How the FAIR principles can bring value to clinical data

We have already described the two major sources of clinical data from clinical trials and routine clinical practice (i.e. real-world). The value of such clinical data would be greatly increased through FAIR Implementation which will likely include the application of interoperability standards such as CDISC, FHIR and vocabularies which are mandatory for submission to the regulators. FAIR data and metadata from clinical trials and real world sources are more likely to be ready for consumption by machine learning and semantic knowledge graphs which will support secondary reuse over much greater periods, as illustrated in figure 1. This would require the use of mappings to strong semantic standards at data capture time, such as proper use of SNOMED-CT or openEHR archetypes.

Figure 1: Increasing the value of clinical data through FAIR Implementation, breaking up data silos and enhancing flexibility and reusability. The traditional paths (blue arrows) are with no implementation of FAIR. When FAIR is implemented the traditional paths become obsolete and (blue arrows crossed out). FAIR implementation is central to generation of FAIR linked data and metadata which supports the added value, indicated in green.

Realising value for clinical trial data

Pharmaceutical companies conduct clinical trials at great expense, primarily to demonstrate to the regulatory authorities that new treatments are efficacious and safe. Although data standards such as CDISC are mandatory for clinical trial submission to FDA, this does not make data FAIR (as will be shown in section 2) and in fact, could actually limit future reuse. However, if clinical data were FAIRified first, this would unlock much more value (see figure 1). Besides making clinical study data and metadata more Findable, Accessible and Reusable it would also benefit from much greater Interoperability. This semantic enrichment of clinical study data will enhance its value both within a company and outside, when it is shared with external parties, including public registries such as clinicaltrials.gov.

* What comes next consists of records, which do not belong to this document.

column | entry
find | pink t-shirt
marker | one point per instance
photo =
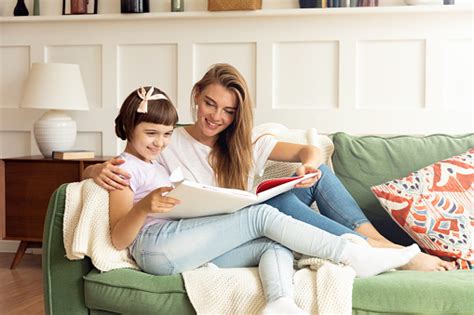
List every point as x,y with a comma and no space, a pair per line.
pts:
146,177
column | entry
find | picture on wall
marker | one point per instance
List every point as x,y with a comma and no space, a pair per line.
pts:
73,7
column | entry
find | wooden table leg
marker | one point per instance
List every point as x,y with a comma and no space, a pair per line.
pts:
19,254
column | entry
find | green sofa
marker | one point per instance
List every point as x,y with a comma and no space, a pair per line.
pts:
76,287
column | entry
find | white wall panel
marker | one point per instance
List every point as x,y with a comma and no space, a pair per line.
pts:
457,74
14,68
241,55
89,141
306,75
146,65
391,74
89,58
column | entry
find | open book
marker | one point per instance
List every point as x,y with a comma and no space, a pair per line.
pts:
199,200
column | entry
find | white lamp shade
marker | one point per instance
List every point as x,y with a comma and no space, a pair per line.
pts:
55,86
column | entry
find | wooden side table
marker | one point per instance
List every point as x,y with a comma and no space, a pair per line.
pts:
26,184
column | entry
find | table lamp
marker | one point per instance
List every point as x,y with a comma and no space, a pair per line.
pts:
57,87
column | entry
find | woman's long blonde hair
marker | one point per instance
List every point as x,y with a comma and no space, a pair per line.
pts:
231,158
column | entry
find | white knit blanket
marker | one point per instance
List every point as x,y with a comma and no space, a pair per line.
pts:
323,288
86,229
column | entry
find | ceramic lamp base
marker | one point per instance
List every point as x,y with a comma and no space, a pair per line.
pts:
54,131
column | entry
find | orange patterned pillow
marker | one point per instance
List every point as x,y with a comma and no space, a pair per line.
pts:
435,206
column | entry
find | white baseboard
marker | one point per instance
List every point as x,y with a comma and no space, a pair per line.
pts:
12,246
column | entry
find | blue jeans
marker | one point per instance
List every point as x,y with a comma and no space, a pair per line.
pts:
248,237
339,212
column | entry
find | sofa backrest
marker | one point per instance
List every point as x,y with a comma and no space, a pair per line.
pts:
362,162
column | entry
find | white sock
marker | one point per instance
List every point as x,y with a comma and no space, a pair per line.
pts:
370,261
283,305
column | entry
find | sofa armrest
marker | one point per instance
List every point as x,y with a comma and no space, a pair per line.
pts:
62,278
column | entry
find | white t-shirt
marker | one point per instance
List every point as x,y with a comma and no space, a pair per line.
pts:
192,157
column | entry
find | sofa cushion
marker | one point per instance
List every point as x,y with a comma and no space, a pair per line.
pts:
127,291
435,206
363,162
410,292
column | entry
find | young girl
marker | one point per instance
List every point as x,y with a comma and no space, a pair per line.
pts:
257,235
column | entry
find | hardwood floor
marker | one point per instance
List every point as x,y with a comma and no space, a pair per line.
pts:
21,289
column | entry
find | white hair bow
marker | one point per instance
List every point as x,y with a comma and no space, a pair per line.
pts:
147,96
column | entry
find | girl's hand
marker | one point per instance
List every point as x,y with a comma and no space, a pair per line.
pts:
157,202
306,169
109,175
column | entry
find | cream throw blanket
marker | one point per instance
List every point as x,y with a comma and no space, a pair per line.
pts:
86,227
325,290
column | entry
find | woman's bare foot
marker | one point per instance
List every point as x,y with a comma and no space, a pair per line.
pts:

The dynamics of realising value can take account of expected timings. Within an organisation, the value is likely to be in the short to intermediate time scales. For the short term (1-2 years), the effectiveness and speed of electronic data capturing is improved by including the most relevant clinical vocabularies or ontologies for a particular clinical trial study. Interoperability through FAIR clinical vocabularies or ontologies could accelerate data integration and interpretation. Time is critical for this primary usage. In the medium term (2-3 years), it is possible to gain much more value from the clinical data beyond immediate primary usage. Findability, Accessibility and Reuse of clinical data will enable future secondary analysis.

This compares with the value expected for the medium to long term (3-5 years) for sharing data with external parties, such as business partners and public registries, like http://clinicaltrials.gov . FAIR implementation for clinical data will enhance its acquisition, sharing and integration as shown in Table 1.

Table 1: Summarising the expected value of data FAIRification.

Value of data and metadata

Short term

Medium term

Long term

Within an organisation

x

x

 

For external partners

 

x

x

 


Realising value from Real World Data

Here are some qualitative examples of how to leverage Real World Data (RWD), by integrating them with other data types (e.g. by unlocking the insights contained in genomic and phenotypic data), can generate value and help all key stakeholders in the healthcare ecosystem.

  1. RWD can help to identify and satisfy unmet needs in Biopharmaceutical Research and Development, such as to inform research decisions; innovate/improve clinical trial design by using synthetic control arms; help defining inclusion-exclusion criteria and end-points; optimise site selection, accelerate recruitment; overall reducing time to market; monitor real world outcomes by quantifying unmet needs and understanding safety and efficacy profiles.

  2. RWD accelerates the demonstration of economical value of treatment to payers; enables outcome-based pricing; makes it possible to achieve label expansion, by eliminating the need for randomised controlled trials. 

  3. RWD analysis provides the clinical evidence, i.e. Real-World Evidence (RWE), regarding the usage and potential benefits or risks of a medical product. This will improve pharmacovigilance by monitoring real world usage and adverse effects; helping to create quickly risk / benefit overviews. This may strengthen the need for differentiation and inclusion to help highlight the benefits or risks for under-studied populations, or could be useful for investigations on rare diseases. 

Overall RWD can help to improve adherence supporting personalised approaches with engagement techniques such as Electronic Patient Reported Outcomes (e-PROs) and other digital interventions.